Strange that other hi-tech stocks behave exactly the opposite.
It might be time to think about taking the company private (like Dell). Then these sharks will have to find another stock to hate.
Apple makes $11B in one quarter and the stock sells off 5%. Amazon posts a piddly $92M profit and the stock soars 20%. Amazon's market cap is now close to overtaking Facebook's. Yeah yeah I know you can't compare Apple and Amazon but it is nuts. Amazon stock is up nearly 100% YTD. Here's something with Apple I don't understand. For FY 2015 they will probably report $230B in revenues. Based on their latest 10Q filing for the first 9 months of the fiscal year revenues increased almost 30%, net income 36% and EPS 44%. A $200+B company growing their top line 30% is mind blowing. But yet it's not rewarded. All we heard from Wall Street clowns over 2013-2014 was the "law of large numbers" and how it will be too difficult for Apple to have meaningful growth because of its size. Yet Apple is doing just that. So basically Apple is being penalized for things Wall Street thinks it won't be able to do in the future even though recent history doesn't back that up. Apple is selling more phones than ever even though they don't have a budget model and the Wizards of Smart all said the premium smartphone market was saturated and Apple was doomed if it didn't go downmarket. Will Wall Street ever not have the mentality that Apple is one mediocre iPhone away from having to close up shop?

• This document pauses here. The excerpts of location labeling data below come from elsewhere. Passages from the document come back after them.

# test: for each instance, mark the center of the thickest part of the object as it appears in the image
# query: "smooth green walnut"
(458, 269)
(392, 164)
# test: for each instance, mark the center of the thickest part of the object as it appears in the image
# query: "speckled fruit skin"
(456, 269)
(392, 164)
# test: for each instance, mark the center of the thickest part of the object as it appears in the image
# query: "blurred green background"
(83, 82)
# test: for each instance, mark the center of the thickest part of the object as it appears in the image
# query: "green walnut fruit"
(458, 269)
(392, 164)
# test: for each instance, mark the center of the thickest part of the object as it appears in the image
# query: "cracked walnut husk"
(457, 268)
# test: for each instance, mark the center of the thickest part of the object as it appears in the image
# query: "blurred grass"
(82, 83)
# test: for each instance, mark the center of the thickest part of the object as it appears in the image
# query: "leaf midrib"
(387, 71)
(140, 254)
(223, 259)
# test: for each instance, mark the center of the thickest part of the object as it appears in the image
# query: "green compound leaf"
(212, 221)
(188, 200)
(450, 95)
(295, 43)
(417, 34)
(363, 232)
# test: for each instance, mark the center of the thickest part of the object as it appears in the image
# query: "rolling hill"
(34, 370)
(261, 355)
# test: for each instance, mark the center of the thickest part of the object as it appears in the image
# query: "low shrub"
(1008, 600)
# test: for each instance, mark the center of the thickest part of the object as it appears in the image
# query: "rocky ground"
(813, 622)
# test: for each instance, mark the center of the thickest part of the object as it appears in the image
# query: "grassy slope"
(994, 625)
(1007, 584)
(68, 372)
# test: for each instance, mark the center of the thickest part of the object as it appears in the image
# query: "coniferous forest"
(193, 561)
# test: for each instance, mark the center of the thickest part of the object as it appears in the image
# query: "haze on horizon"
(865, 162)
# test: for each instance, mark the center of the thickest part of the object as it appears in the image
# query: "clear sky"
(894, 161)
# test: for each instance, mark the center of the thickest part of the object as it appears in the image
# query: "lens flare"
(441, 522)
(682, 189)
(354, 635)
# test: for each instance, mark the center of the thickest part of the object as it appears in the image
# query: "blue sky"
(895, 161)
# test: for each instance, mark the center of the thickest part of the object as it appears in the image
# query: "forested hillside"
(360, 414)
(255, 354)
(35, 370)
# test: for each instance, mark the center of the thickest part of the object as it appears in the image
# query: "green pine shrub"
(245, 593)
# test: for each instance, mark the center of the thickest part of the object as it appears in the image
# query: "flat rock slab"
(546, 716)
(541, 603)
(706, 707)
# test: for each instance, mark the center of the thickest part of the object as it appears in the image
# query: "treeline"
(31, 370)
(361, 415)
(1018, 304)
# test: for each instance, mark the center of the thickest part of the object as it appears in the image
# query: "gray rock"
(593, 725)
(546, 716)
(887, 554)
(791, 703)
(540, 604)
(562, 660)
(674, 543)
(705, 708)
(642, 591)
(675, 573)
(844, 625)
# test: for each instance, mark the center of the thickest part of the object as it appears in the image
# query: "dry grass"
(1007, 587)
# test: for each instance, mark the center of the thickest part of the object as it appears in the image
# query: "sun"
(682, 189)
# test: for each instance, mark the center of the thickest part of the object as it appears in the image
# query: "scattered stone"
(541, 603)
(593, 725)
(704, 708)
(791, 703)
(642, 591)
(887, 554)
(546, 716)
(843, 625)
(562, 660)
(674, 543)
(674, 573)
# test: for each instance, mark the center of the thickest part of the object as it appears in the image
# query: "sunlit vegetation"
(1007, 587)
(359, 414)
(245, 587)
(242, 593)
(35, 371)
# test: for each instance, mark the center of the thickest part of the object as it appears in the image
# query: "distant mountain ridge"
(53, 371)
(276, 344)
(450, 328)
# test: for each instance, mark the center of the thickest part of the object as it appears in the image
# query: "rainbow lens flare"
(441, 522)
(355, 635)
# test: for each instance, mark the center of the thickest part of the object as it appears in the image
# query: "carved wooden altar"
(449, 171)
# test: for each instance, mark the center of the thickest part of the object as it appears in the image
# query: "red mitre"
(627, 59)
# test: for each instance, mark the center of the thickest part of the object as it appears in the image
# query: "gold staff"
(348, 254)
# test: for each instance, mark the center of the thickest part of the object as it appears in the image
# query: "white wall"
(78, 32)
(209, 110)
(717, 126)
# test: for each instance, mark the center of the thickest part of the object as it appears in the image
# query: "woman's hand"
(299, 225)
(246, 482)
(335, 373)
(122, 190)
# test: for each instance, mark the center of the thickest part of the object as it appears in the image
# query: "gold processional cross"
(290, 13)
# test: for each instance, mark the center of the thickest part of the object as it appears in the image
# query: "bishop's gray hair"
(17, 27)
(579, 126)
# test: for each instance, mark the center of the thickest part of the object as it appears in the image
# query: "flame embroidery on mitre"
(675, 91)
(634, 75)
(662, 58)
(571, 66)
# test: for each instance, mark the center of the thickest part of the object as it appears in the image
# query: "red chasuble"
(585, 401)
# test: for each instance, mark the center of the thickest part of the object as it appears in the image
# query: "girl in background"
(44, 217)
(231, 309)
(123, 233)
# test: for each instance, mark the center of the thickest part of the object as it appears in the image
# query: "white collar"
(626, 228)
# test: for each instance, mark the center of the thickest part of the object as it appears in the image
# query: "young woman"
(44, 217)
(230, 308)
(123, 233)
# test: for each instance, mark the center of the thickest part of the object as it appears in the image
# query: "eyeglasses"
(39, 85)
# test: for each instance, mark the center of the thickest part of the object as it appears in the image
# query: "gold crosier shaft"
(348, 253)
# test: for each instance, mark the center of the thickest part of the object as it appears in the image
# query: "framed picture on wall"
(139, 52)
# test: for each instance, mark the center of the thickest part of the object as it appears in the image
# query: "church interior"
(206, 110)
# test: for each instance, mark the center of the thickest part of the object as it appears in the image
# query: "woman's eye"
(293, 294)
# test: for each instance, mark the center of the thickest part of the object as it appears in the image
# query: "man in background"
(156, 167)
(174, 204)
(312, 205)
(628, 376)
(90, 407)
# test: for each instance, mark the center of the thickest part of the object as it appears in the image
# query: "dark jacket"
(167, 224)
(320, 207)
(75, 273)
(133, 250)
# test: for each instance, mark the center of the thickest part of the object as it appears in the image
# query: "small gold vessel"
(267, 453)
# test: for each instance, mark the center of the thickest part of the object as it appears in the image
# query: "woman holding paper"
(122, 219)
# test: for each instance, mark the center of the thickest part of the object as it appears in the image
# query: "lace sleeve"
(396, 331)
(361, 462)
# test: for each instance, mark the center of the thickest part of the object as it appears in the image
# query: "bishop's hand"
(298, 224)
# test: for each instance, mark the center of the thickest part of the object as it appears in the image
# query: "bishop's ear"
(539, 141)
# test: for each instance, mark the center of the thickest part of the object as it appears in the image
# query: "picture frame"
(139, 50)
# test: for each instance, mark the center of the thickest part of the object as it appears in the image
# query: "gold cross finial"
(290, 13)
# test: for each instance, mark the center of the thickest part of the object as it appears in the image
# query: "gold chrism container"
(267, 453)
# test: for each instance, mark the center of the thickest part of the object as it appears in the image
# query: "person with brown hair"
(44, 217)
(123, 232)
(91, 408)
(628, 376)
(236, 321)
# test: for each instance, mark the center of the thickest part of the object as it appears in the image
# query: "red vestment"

Personally, I think Apple should stop providing any guidance quarter to quarter. They get absolutely no benefit from doing so and they are not legally obligated to provide such guidance.
[quote name="SpamSandwich" url="/t/187349/appleinsider-podcast-talks-earnings-future-of-iphone-ios-9-betas-coin-credit-card#post_2752224"]Personally, I think Apple should stop providing any guidance quarter to quarter. They get absolutely no benefit from doing so and they are not legally obligated to provide such guidance.[/quote] I'm not sure how that would make things better. Wall Street would come up with even more outrageous estimates that would be impossible for Apple to beat. That's what happened this quarter.